The City of Goleta, the Goleta Valley Chamber of Commerce and UC Santa Barbara are teaming up in an unprecedented partnership that will help startups companies thrive on the South Coast.

GEM, the Goleta Entrepreneurial Magnet, is designed to support new and growing technology entrepreneurs, Mayor Ed Easton said at Friday’s State of the City luncheon, hosted by the Goleta Valley Chamber of Commerce.

With a website dedicated to start-to-finish advice for any entrepreneur, including permitting, commercial real estate tips and finding a workforce, GEM will bring together the know-how of all three partners, said Gene Lucas, UCSB’s executive vice chancellor. There are four to six startups out of UCSB every year, he said, and the university is eager to put its research to good use helping even more Goleta-based entrepreneurs.

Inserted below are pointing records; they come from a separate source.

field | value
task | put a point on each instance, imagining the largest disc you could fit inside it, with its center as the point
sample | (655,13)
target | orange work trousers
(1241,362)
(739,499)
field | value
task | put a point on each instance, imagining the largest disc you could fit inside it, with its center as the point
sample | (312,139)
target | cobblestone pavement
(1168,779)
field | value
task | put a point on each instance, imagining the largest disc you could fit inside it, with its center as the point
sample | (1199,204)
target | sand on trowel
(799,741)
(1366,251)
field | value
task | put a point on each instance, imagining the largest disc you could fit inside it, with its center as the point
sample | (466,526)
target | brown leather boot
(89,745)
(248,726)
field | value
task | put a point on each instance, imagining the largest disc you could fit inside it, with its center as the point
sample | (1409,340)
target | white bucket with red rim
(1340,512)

Easton said the collaboration is in the early stages, with the website still in development, but it should bring budding businesspeople together and integrate the Goleta Valley’s government, business and education resources to help them.

Celebrating its 10th year of cityhood, Goleta’s fifth annual State of the City address provided a positive outlook on the community’s future.

“We’ve had challenges and opportunities, but we’re certainly far stronger than we were back then,” Easton said.

City Manager Dan Singer said the city isn’t really a tourist or university town; 67 percent of its jobs are white-collar jobs and the 30,000 population has “exceptionally high” household incomes and college degrees.

“It’s an economic condition ripe for business,” he said. “We’ve got room not just for businesses to start here, but to grow.”

Singer added that Goleta’s economic outlook is a lot rosier than its neighbors; between better tax revenues and the expiration of a revenue neutrality agreement with the county, the city will be getting a 20 percent boost in revenues for the 2012-13 fiscal year.

In the past five years, local companies have kicked chain stores out of the top 10 largest employers, and the Goleta Valley may be on the brink of a white-collar job boom, Singer said. The region’s businesses have received $463 million of venture capital funding since 2010 that the city knows about, and some big companies are coming to town in the near future, including Deckers Outdoor Corporation, and a new Courtyard by Marriott is slated to open on Storke Road in the fall.

“It has become quite the bustling city,” Easton said.